Again, we're back to that paradox — does the Resurrection account in Scripture comprise a mythopoeic fiction to describe a psychospiritual reality, a 'breakthrough' as some might say, common to many spiritual traditions — or is the Resurrection the psychospiritual dimension actualised, realised, manifest and made real, in the physical world?

There is the Mystery that St Paul speaks of, for he believes absolutely in the Resurrection — without it, he claims, the whole thing's a crock ... but how that's gonna happen, the eschaton, is a Mystery yet to be revealed.

Without the reality, the best we can hope for is a flight of the soul from the body, of spirit from matter — an Hellenic doctrine, not an Abrahamic one, in which the world is there for no intrinsic reason, it's a shadow without value or virtue, a school if not a prison ... it is such I view that I assumed of the Chruch — the flesh is wrong — and why I walked away. I suppose if Christ were not my religion, Plato would be.

As the Fathers say, "That which is not assumed is not saved" — how my heart lit up when I read those words!

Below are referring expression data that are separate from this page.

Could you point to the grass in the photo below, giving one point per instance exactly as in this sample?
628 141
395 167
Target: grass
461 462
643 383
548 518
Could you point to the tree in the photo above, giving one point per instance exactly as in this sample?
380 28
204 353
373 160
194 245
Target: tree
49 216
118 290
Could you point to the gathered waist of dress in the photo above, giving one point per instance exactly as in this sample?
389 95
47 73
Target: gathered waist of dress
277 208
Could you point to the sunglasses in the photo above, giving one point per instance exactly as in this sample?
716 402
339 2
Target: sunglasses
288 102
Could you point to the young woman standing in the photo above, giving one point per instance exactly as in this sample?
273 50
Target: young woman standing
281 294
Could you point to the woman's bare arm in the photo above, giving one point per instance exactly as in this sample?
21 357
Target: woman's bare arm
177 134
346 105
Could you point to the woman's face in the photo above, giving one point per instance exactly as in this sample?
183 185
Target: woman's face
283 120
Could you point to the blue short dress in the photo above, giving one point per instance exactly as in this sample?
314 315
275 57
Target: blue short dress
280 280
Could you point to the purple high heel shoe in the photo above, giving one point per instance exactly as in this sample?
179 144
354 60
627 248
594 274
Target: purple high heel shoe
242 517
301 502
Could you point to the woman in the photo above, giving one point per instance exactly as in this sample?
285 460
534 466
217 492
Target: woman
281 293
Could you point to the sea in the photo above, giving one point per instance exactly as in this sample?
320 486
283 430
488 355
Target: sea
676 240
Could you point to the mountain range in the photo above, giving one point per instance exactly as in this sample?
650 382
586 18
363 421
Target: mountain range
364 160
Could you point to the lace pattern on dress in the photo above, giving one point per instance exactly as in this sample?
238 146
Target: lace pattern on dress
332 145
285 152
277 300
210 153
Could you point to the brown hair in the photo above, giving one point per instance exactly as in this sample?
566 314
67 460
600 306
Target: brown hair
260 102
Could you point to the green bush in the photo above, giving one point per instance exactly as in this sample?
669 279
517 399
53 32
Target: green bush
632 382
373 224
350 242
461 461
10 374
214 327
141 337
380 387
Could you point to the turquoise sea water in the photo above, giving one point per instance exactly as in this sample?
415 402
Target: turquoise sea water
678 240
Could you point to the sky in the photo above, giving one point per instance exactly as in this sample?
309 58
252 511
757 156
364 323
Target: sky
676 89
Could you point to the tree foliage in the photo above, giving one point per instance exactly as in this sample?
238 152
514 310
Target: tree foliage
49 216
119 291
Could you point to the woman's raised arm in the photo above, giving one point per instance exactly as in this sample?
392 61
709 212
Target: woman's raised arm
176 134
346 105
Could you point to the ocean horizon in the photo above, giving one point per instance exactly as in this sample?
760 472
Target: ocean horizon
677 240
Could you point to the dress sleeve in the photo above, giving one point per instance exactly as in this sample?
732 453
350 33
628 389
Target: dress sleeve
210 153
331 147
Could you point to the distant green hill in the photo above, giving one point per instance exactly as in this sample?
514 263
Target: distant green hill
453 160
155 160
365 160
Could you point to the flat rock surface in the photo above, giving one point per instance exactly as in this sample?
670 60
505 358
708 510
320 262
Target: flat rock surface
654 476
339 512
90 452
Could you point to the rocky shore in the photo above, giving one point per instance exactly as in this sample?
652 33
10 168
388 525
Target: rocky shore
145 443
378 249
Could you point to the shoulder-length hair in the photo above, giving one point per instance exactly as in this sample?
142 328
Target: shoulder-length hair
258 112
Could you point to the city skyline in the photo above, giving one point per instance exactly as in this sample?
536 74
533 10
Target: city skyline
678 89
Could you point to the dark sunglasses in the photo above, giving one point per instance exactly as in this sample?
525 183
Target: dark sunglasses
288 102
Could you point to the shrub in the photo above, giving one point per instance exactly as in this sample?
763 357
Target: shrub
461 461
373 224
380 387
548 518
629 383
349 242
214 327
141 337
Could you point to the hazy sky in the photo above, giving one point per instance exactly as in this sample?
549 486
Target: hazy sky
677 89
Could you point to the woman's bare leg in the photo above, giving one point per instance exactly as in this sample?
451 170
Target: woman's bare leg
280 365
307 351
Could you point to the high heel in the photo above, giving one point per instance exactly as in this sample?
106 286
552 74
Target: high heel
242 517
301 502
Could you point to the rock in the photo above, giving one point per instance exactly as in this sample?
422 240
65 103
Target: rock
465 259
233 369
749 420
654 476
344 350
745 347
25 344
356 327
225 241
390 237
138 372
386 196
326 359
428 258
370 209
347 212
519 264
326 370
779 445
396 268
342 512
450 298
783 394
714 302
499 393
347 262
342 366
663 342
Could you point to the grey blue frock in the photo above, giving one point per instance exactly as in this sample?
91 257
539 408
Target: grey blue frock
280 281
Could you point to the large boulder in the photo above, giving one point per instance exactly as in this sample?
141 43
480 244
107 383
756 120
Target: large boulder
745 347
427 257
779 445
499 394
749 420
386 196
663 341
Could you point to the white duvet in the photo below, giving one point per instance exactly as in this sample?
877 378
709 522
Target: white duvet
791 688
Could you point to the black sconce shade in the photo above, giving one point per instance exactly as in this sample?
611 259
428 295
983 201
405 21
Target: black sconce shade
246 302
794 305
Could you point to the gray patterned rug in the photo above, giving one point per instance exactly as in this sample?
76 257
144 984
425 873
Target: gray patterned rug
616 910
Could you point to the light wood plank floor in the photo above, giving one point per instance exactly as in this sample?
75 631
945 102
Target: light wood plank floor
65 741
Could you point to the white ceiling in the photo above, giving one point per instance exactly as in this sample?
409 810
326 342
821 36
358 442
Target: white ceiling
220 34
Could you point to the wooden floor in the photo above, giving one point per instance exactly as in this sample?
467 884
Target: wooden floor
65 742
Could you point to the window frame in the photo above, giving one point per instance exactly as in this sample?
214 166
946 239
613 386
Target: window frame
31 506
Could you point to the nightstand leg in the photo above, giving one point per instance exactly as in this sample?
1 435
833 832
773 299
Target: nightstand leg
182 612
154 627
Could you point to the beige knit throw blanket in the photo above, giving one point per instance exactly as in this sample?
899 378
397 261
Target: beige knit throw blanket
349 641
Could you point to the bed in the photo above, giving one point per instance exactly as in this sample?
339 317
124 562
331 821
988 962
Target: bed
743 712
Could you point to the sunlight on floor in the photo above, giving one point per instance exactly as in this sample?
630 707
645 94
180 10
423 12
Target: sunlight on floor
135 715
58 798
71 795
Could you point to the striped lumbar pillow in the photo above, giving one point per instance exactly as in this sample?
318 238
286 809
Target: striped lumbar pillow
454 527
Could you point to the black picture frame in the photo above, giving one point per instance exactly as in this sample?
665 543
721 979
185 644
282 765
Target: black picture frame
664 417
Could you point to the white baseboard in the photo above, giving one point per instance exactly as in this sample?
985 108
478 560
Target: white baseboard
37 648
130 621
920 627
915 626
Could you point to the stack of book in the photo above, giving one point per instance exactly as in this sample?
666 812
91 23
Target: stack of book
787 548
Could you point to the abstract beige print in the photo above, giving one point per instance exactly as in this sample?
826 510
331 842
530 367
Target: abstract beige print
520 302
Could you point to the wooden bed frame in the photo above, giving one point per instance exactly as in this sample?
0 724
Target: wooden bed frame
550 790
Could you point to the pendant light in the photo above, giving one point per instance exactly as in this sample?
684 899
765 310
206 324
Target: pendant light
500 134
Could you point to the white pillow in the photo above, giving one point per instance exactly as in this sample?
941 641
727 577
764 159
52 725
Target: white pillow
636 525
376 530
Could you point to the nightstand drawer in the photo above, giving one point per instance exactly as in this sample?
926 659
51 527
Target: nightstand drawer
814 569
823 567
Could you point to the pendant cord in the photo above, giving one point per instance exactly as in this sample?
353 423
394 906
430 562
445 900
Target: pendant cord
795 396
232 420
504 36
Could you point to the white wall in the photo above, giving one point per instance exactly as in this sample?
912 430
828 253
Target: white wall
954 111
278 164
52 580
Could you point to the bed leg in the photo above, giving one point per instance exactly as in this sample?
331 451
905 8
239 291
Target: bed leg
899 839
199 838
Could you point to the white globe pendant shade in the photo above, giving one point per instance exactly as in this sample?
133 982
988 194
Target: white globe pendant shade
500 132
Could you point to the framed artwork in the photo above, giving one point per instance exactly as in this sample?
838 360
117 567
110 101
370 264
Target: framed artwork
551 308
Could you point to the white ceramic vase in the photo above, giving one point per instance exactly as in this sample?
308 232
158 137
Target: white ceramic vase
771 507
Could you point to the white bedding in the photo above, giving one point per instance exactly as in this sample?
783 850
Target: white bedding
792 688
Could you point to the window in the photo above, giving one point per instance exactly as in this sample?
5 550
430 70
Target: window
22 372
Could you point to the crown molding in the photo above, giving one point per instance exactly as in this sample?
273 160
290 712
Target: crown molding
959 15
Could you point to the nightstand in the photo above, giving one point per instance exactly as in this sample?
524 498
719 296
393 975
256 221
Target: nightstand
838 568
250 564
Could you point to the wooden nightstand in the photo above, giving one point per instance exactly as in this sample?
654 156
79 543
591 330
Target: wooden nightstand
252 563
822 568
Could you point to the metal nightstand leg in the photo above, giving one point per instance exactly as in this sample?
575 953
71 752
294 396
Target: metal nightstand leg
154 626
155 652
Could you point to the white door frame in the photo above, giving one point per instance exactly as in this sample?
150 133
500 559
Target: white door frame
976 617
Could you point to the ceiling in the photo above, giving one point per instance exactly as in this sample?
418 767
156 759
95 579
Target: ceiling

I do believe in the world, and I believe in the Cosmos as theophany.

Christ comforts me, speaks to me, walks with me. So what do I care about the literality of it all? What, really, is space and time and matter and history compared to my personal journey with Christ? But if my entire faith were based on the literality of it and not my own personal experience of Him, then it would seem to me that I'd be rather vulnerable.
Oooh, Path ... the words to my namesake echo in my mind ... "Blessed are they who have not seen and yet believe" (John 20:29).

Or Milton:
When I consider how my light is spent
Ere half my days in this dark world and wide,
And that one Talent which is death to hide
Lodged with me useless, though my soul more bent
To serve therewith my Maker, and present
My true account, lest He returning chide,
"Doth God exact day-labour, light denied?"
I fondly ask. But Patience, to prevent
That murmur, soon replies, "God doth not need
Either man's work or his own gifts. Who best
Bear his mild yoke, they serve him best. His state
Is kingly: thousands at his bidding speed,
And post o'er land and ocean without rest;
They also serve who only stand and wait."
On His Blindness

We never saw our faith as belonging to an institution or necessitating non-change in our beliefs, but rather as a constancy of relationship between God and "self," and so all change was growth rather than the either/or approach. I don't know... just my ponderings...
And my ponderings on the Church is not that she is the object of my faith, He is the object of my faith, She is the manifestation of it in the flesh, as it were, and in so being is prone to error and sin in her members. So I labour to counterbalance that, and try to put it right. The meaning of the Message belongs to the world, but the meaning of the Mystery belongs to Her alone, and I hope one day we will see Her in Her true splendour, because when we do, we will see ourselves as we could be.

+++

Not to say I walk in darkness. When I was a kid, I was doing an exam at school, as as the teacher walked passed, he noticed immediately I'd made a silly and fundamental mistake, and coughed, and tapped on my desk ... I looked again, and there it was, glaring at me.

I walk with the Holy Spirit, and as I peruse my books, and contemplate the Mysteries, every now and then He taps the desk as it were and, or pops an idea into my head, and, God bless my soul, something I'd never seen before!